Crossfire – “Second Attack” (1985)

It’s never a good thing when you reach for the volume knob to turn the music DOWN.  That’s the unfortunate predicament I find myself in while listening to Crossfire’s Second Attack.  Man, this thing is just too over-bearing and too sloppy!  There’s a tremendous lack of finesse here.  And you know what?  Crossfire’s first album See You In Hell was actually pretty decent (though far from spectacular).  So what gives?  Well, I think Crossfire tried to get too “heavy” for their own good, and kind of overreached their (clearly limited) bounds.  Jeesh, some of these solos are just steaming piles of garbage!  Was this guy wearing mittens when he played these leads?  Plus, we have that Krokus throat yelling from the back room.  Okay, I kind of like the song Second Attack.  So it’s not a total disaster.  But even those wispy Belgian mustaches couldn’t save Crossfire this time.  NEXT!  My score: C


5 thoughts on “Crossfire – “Second Attack” (1985)

    • Excellent question. It is all relative. Because I believe that even bad heavy metal is better than 50% of all the music out there. So when I give this album a “C”, it is an “average” album compared to all the modern music out there. Most of the “F” grades would probably go to techno, hip-hop, and so on.
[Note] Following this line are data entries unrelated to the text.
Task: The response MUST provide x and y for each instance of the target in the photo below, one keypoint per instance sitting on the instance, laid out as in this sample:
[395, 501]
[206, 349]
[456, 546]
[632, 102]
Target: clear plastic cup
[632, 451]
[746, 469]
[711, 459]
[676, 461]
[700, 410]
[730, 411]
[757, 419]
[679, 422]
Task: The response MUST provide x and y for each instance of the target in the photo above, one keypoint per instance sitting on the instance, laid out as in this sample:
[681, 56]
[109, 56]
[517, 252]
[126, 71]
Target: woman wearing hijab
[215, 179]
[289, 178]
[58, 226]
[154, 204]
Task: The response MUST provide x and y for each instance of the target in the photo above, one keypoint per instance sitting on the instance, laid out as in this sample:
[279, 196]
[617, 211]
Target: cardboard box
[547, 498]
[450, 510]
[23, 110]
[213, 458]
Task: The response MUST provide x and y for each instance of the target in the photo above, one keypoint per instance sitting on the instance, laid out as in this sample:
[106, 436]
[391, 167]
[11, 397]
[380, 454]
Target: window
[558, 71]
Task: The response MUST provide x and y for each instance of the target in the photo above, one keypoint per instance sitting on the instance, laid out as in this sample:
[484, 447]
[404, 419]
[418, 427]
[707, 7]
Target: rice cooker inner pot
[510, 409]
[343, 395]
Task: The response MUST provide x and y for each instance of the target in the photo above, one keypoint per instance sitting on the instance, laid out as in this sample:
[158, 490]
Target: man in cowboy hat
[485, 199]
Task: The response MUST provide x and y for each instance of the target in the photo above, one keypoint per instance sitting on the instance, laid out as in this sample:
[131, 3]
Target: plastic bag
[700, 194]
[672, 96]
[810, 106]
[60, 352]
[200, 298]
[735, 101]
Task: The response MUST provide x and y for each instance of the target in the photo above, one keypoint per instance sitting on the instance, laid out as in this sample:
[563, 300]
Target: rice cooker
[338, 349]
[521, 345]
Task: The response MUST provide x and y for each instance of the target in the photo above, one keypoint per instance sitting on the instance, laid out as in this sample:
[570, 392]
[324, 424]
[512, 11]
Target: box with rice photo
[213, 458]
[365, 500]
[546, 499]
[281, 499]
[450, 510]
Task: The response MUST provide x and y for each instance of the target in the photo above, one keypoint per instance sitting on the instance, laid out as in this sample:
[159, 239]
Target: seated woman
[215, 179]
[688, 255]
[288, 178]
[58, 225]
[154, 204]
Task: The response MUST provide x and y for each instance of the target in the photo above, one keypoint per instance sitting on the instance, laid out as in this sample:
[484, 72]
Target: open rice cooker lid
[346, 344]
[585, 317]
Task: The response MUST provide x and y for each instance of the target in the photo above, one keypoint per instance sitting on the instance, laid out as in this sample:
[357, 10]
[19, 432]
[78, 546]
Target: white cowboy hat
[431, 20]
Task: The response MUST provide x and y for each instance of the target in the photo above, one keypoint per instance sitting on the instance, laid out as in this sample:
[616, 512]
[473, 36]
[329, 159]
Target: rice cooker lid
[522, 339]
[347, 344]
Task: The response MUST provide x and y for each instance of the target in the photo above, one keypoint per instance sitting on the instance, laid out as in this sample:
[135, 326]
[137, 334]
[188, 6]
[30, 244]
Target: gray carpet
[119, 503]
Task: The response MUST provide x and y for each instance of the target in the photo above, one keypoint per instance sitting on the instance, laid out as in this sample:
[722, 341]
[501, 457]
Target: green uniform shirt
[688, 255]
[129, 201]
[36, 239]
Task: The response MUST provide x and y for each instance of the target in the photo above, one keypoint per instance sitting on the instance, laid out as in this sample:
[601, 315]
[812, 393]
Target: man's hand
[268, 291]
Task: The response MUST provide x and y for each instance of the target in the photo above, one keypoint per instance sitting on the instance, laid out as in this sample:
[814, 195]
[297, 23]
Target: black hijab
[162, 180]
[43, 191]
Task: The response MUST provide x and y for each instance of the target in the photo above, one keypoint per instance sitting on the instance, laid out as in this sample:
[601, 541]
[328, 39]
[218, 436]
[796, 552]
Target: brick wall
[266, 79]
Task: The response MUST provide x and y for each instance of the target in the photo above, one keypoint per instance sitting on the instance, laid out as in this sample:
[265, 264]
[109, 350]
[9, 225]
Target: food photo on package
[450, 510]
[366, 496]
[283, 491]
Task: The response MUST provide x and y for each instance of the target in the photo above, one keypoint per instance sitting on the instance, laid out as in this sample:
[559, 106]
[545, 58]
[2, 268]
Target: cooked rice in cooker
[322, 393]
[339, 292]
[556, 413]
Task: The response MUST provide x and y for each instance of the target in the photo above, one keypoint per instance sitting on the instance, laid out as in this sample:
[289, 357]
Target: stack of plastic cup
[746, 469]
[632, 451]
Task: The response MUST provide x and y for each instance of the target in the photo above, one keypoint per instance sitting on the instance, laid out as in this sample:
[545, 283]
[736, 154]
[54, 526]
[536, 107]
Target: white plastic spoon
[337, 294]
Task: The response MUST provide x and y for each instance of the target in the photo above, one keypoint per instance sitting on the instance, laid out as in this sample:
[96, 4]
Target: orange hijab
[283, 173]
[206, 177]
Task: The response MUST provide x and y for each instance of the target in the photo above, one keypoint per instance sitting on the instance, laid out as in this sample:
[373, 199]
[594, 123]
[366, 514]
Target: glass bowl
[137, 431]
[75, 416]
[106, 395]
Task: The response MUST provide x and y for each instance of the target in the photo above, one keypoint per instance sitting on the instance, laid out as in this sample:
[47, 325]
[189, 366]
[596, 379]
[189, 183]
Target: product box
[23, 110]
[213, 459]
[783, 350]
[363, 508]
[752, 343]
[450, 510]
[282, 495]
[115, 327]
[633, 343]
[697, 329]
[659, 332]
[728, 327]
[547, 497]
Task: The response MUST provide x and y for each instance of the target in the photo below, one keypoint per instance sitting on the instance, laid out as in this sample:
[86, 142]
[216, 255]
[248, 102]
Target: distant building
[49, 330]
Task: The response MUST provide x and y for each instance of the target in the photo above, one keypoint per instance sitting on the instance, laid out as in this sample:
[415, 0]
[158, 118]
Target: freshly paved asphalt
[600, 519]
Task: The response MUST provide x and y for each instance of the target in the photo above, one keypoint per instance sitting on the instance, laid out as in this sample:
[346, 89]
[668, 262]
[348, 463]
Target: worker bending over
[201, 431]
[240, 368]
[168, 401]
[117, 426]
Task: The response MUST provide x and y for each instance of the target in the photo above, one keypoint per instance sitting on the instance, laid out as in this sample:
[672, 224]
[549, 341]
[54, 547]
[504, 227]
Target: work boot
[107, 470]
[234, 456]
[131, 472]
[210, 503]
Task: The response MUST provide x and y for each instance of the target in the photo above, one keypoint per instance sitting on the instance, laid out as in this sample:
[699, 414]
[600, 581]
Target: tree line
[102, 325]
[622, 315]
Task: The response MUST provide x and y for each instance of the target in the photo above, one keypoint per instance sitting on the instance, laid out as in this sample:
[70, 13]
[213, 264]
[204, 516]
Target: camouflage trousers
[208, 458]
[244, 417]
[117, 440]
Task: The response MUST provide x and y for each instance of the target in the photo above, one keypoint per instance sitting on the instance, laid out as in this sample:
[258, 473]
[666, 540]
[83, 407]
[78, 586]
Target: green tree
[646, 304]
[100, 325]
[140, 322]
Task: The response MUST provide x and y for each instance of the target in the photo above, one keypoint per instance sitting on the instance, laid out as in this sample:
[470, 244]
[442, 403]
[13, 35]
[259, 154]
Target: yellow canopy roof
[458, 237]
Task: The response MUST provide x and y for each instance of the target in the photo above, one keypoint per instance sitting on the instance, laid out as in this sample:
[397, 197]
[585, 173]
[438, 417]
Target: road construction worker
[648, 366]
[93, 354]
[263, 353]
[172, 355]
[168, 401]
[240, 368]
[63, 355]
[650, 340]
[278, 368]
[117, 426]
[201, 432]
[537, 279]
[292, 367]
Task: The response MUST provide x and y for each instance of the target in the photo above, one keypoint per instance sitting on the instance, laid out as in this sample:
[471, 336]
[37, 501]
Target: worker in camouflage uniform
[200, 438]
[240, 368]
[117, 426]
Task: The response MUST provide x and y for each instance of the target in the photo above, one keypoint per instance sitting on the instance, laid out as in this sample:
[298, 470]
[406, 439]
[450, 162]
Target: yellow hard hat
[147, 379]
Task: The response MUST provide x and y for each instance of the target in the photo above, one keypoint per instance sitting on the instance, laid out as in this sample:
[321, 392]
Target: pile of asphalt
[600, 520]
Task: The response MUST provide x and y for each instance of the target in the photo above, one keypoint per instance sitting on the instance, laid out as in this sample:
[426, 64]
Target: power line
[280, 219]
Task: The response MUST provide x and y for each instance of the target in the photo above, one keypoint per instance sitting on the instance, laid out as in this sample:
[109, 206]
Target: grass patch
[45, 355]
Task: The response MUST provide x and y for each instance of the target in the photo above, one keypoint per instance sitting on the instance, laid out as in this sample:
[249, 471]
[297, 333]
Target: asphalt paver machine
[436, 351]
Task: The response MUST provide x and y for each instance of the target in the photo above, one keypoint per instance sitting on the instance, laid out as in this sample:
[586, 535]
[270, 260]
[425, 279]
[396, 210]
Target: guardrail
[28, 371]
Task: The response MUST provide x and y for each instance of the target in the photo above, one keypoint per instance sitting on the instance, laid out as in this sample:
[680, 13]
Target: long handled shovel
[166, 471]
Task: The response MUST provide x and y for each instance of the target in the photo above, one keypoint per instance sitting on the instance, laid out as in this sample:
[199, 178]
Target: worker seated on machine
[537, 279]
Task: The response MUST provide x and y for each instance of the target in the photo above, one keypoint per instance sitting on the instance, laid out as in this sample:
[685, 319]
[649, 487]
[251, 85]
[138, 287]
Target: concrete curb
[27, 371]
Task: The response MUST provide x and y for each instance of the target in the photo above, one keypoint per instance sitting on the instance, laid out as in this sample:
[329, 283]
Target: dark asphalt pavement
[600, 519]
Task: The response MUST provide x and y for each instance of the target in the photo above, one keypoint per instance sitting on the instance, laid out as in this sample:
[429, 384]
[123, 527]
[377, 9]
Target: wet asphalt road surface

Heavy metal/hard rock is the best kind of modern music there is. Period. Even so, there are some metal albums I would give an “F”, but I am in no rush to review those right now. Ha Ha.

  1. “F” albums are hard to find. Because that would have to include a person, not only NOT KNOWING how to riff, with NO understanding of music theory, and a band sense of timing, when it came to playing the rhythms. One would also have to be tone deaf and be out of tune and out of key at the same time. Then one would have to be sloppy as all could be.

    Most albums are in the “C” or C+ to “B” B- range, because for every guitarist who practices/ rehearses 1,200 hours a year. There is always some one with more dedication than that. Randy Rhodes was legendary with his 16 hour day pracitce regiments.

    “A” albums are basically the person who can express a wide range of emotions and convey those feeling/ additudes through the instrument of choice. Plus one must also be at the right place at the right time.

    The factor why most albums never get deleted from most collections is what I call “even a broken clock can get it right at least twice in one day” factor.

    Music is strictly a subjective matter only, those who claim to listen to music on a objective only basis are either total liars, or full of s*!@.

    Myself I never cared for this band, because Belgium’s best bands (subjective opinion) and my favorites (subjective peference) were Acid “Maniac”and this bands label-mates Warhead “The Day After”. THERE IS NO ACCOUNTIG FOR TASTE.

    Crossfire’s 1st and 2nd album should of been released during the second era of Masoleum Records during the CD age of heavy metal, as a 2 for 1.

    The first edtion Masoleum Record CD’s are licensed from a label called MMS, this happened in 1994.

    And in 2001, when Masoleum got the rights back, they did alot of 2 for 1 CD’s of the artist on this label bands who did two albums like Blacklace, Crossfire…etc.

    The biggest band to come from Masoleum Records was Doro Pesch’s Warlock..!!!

    • Yep. I have that very 2-for-1 CD (a Russian press). As for a “worst” list, I may do such a thing, but it would be more of a “most disappointing albums” list, whereby I talk about good bands releasing a “bad” album. An album that did not live up to the band’s previous standards. Everyone has a few of these duds in their collection.